Nenhuma dessas pessoas ou cargos pôde ser verificada, e as universidades negaram qualquer vínculo com os nomes mencionados, segundo a mídia americana. 

O que disse o Chicago Sun-Times

Após o erro começar a ser apontado em posts nas redes sociais, o jornal divulgou uma nota admitindo a falha. 

“Para nossa grande decepção, essa lista foi criada com o uso de uma ferramenta de IA listando livros recomendados que não existem”. 

O comunicado explica que a King Features, fornecedora do conteúdo, informou que trabalhou com um freelancer que usou um agente de IA para ajudar a construir esta seção especial.

“Foi inserido em nosso suplemento sem revisão de nossa equipe editorial, e apresentamos a seção sem qualquer reconhecimento de que era de uma organização terceirizada”. 

Autor que errou usando a IA diz que não teve intenção de enganar

O próprio Buscaglia comentou o erro que cometeu no jornal de Chicago para a mídia americana dizendo que “não teve a intenção de enganar”, e que usou IA como ferramenta de apoio.

“Foi uma tentativa de agilizar o trabalho. Assumo a responsabilidade por não ter conferido os dados”, disse.

Segundo ele, a lista foi escrita em parte com ajuda da ferramenta Claude AI, mas ele admite que falhou em revisar e confirmar as sugestões antes do envio.

A Claude AI é a assistente de inteligência artificial (IA) da Anthropic, uma startup fundada por antigos membros da OpenAI, dona do ChatGPT. 

O risco de erros automatizados no jornalismo

Após o erro do jornal, leitores e jornalistas voltaram a apontar o perigo do uso irrestrito de tecnologias generativas no jornalismo. Para muitos, o incidente reforça a necessidade de supervisão humana em todas as etapas da produção editorial.
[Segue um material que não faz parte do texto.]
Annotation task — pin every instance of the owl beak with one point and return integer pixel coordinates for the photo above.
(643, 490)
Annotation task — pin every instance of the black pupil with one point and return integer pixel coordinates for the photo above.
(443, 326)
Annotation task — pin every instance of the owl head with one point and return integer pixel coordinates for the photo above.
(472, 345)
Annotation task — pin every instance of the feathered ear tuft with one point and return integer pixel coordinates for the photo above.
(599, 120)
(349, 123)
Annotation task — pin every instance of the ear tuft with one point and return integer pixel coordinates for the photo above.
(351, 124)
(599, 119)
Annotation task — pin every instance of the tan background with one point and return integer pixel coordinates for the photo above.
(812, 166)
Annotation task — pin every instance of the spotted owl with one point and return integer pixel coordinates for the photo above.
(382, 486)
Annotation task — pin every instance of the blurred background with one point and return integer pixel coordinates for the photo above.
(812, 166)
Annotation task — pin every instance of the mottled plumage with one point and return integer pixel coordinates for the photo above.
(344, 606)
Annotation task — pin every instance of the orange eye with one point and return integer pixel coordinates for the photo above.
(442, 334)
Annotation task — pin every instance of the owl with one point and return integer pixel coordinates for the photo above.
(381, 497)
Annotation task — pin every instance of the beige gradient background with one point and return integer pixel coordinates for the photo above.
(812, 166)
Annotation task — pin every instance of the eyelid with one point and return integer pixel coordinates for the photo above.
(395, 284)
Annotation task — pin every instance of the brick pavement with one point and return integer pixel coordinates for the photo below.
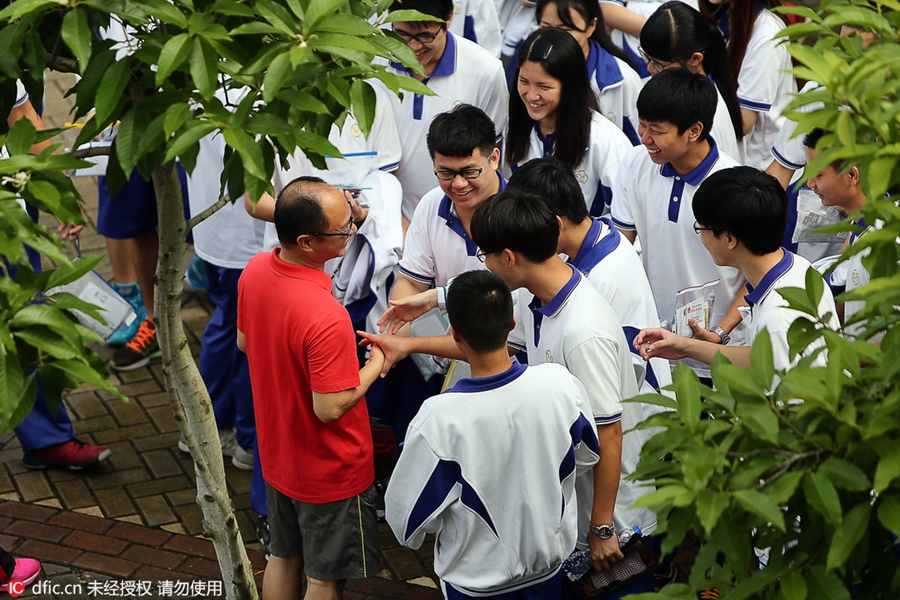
(135, 515)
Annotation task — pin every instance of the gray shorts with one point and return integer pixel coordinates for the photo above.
(337, 540)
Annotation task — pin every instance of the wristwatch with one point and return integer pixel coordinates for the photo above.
(721, 333)
(604, 532)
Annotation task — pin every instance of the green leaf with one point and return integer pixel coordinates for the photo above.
(275, 75)
(889, 513)
(317, 11)
(793, 586)
(762, 506)
(88, 375)
(848, 534)
(190, 138)
(203, 67)
(47, 341)
(822, 496)
(77, 35)
(172, 56)
(825, 586)
(112, 89)
(176, 116)
(21, 137)
(710, 505)
(845, 475)
(888, 468)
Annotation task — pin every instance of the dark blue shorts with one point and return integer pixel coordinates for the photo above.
(132, 212)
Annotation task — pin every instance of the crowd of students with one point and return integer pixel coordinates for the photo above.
(636, 229)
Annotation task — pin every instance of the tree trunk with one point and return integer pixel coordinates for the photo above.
(188, 395)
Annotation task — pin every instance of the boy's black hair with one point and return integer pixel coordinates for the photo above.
(519, 220)
(555, 181)
(298, 210)
(748, 203)
(680, 97)
(440, 9)
(459, 131)
(480, 308)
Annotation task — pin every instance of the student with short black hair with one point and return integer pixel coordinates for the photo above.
(677, 35)
(655, 187)
(540, 423)
(740, 216)
(560, 318)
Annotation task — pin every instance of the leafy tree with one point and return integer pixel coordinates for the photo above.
(304, 64)
(805, 463)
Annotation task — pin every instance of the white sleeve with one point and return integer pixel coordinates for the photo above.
(761, 70)
(384, 135)
(495, 99)
(621, 210)
(595, 362)
(412, 508)
(482, 25)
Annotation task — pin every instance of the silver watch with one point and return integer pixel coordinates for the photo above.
(722, 335)
(604, 532)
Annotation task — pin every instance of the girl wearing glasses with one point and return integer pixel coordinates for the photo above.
(551, 80)
(610, 72)
(677, 35)
(760, 63)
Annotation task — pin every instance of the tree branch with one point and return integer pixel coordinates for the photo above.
(207, 212)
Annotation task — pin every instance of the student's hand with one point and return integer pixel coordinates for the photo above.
(69, 232)
(391, 346)
(406, 310)
(661, 343)
(604, 553)
(704, 335)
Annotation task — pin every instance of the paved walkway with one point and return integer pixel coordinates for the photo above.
(131, 526)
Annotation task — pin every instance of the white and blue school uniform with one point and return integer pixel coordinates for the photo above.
(501, 525)
(848, 276)
(722, 130)
(465, 74)
(764, 85)
(766, 308)
(597, 172)
(41, 428)
(655, 201)
(617, 87)
(517, 22)
(613, 267)
(580, 330)
(437, 245)
(477, 20)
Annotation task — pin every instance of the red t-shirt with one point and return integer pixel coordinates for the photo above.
(299, 340)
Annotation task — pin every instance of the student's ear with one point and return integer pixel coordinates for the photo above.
(694, 131)
(695, 60)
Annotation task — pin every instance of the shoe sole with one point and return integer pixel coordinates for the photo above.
(241, 464)
(59, 464)
(137, 364)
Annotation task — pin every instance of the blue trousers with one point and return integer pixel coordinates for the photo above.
(42, 427)
(225, 370)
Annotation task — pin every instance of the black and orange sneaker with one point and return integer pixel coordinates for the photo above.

O próprio Chicago Sun-Times reforçou isso em seu comunicado: 

“Estamos em um momento de grande transformação no jornalismo e na tecnologia e, ao mesmo tempo, nossa indústria continua a ser cercada por desafios nos negócios.
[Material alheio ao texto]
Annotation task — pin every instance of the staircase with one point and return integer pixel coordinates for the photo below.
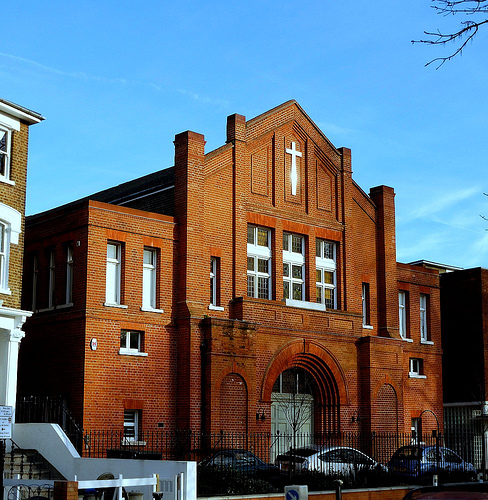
(28, 464)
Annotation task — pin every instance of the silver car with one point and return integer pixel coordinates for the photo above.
(332, 460)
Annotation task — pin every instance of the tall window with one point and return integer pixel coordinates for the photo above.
(69, 274)
(3, 256)
(366, 304)
(149, 279)
(293, 266)
(131, 425)
(35, 278)
(325, 263)
(112, 288)
(52, 278)
(258, 262)
(4, 153)
(403, 313)
(424, 318)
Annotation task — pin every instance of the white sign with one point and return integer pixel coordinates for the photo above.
(6, 422)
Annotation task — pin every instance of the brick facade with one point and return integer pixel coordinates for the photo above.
(212, 367)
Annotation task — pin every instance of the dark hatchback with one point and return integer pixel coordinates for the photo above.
(424, 461)
(242, 461)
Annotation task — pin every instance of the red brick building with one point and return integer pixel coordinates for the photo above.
(201, 296)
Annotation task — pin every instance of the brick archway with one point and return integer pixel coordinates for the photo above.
(331, 390)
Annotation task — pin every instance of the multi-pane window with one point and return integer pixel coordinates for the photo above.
(258, 262)
(366, 304)
(112, 288)
(130, 341)
(3, 256)
(325, 263)
(403, 313)
(424, 319)
(4, 153)
(416, 368)
(69, 274)
(35, 278)
(213, 281)
(293, 266)
(149, 279)
(131, 425)
(52, 278)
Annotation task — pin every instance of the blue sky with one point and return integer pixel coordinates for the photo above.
(116, 80)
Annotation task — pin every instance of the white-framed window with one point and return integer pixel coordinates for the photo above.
(131, 341)
(35, 279)
(52, 278)
(416, 368)
(325, 263)
(149, 278)
(69, 274)
(424, 318)
(131, 425)
(403, 314)
(293, 266)
(365, 300)
(258, 262)
(5, 139)
(114, 263)
(4, 253)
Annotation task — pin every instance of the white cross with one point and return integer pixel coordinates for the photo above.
(294, 177)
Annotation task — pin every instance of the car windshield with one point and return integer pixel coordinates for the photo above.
(407, 453)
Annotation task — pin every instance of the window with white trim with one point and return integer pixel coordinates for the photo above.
(403, 313)
(114, 263)
(149, 278)
(424, 318)
(325, 263)
(52, 278)
(5, 138)
(293, 266)
(131, 425)
(131, 341)
(35, 278)
(258, 262)
(416, 369)
(4, 253)
(365, 299)
(69, 274)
Este deve ser um momento de aprendizado para todas as organizações jornalísticas: Nosso trabalho é valorizado — e valioso — por causa da humanidade por trás dele”. 

O caso não é isolado. Outros episódios recentes mostram como o uso mal calibrado da IA pode induzir ao erro ou à desinformação, especialmente quando há confiança excessiva em sistemas automatizados para agilizar a produção ou eliminar postos de trabalho. 

Em abril, um grande jornal dos EUA publicou um obituário com dados fictícios gerados por IA. No Canadá, uma resenha de livro escrita por algoritmo foi ao ar sem verificação, gerando protestos de leitores.

Na revista Sports Ilustrated, um erro semelhante ao do Chicago Sun-Times custou em 2024 o cargo de seu principal executivo. 

IA exige uso ético e responsabilidade editorial

Apesar dos riscos, especialistas reforçam que a inteligência artificial pode ser uma aliada importante no jornalismo, desde que usada com responsabilidade.

A ferramenta tem se mostrado útil para transcrever entrevistas, sugerir pautas, auxiliar na organização de dados e até em investigações jornalísticas, permitindo analisar volumes enormes de dados. 

Mas o episódio do Sun-Times serve de alerta para redobrada cautela, sobretudo quando a automação entra em áreas sensíveis como recomendações culturais ou perfis públicos.

Segundo o próprio jornal, que se tornou uma organização sem fins lucrativos em 2022, a prioridade agora é reconquistar a confiança de seus leitores.

O caso já entrou na agenda de debates sobre o futuro do jornalismo com IA e os limites da automação na produção de conteúdo informativo.